Ertel is the named operator behind the voluntary-annexation-jurisdictional-tool pattern. The pattern detects when a city treats voluntary annexation as the lead instrument of a multi-parcel consolidation strategy rather than a one-off boundary update — and its signature requires that the city's development liaison or planning director surface the adjacent-parcel cascade strategy as the rationale for the current approval. Ertel's role is the structural ingredient that makes the pattern detectable at all: the policy framework (Interlocal Service Boundary Agreement, Joint Planning Area, multi-decade utility agreements) was pre-coded, and Ertel's position treated multi-company ownership outreach as the binding workstream.

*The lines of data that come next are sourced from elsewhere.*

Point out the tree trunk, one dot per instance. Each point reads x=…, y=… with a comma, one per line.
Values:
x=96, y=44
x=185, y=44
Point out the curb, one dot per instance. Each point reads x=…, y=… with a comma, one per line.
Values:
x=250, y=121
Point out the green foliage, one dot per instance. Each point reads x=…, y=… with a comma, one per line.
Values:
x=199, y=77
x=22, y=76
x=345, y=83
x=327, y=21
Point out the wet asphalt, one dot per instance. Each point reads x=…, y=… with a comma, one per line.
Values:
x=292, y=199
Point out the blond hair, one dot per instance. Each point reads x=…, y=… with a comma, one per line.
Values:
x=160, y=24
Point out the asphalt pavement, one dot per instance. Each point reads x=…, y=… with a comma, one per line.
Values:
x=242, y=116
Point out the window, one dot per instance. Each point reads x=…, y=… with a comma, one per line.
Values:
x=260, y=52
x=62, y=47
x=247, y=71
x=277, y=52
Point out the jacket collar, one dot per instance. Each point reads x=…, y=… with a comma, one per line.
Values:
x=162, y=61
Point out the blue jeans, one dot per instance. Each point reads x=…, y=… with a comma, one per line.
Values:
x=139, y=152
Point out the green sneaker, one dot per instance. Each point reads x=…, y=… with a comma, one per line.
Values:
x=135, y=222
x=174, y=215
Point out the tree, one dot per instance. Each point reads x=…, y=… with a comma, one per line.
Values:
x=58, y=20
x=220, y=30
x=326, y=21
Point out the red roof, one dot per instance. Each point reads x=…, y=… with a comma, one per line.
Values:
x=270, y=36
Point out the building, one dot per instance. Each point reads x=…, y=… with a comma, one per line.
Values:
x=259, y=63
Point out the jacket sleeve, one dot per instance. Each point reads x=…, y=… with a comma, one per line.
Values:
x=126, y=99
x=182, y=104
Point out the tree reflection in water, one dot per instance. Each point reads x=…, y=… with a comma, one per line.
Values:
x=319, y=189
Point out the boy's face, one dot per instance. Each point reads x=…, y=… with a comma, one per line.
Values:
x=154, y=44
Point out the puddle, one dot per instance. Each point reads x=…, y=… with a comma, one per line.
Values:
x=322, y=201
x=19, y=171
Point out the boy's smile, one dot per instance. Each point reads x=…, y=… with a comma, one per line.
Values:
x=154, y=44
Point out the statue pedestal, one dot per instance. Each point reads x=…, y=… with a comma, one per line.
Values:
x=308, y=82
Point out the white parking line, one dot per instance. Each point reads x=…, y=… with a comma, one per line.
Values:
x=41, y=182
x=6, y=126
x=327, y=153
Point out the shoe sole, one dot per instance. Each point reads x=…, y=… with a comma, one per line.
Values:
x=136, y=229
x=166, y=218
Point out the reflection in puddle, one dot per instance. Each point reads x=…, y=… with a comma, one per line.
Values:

This is why his on-record statement is the cardinal artifact of the April 7 meeting and the anchor of the Annexation as Aggregator brief. Cities rarely disclose consolidation strategy at the dais; once disclosed, the next-parcel pricing absorbs the leverage value, and the basis-point window between the statement and the next adjacent-parcel petition begins narrowing in real time. The corpus carries Ertel's disclosure as the kind of statement that does not occur often in civic regulatory motion — a staff voice making the city's strategic intent legible to the commission, the public, and any future ownership group in the cascade ring.

What to watch

The clermont-us27-next-annexation watch carries the open question Ertel's statement created: whether his named approach produces a second annexation on the same US-27 frontage. One of the explicit confirmation signals is whether Ertel reappears on a future staff report or hearing — the named operator behind the strategy resurfacing would confirm the role, not just the rhetoric. If a second adjacent-parcel annexation lands within the watch horizon using the same annexation + comp-plan-amendment + rezoning template, the pattern promotes from candidate to confirmed, and Ertel's April 7 framing reads as operational rather than rhetorical. If no second annexation lands, the Kohl's case becomes a one-off and the disclosure reverts to a single-meeting curiosity.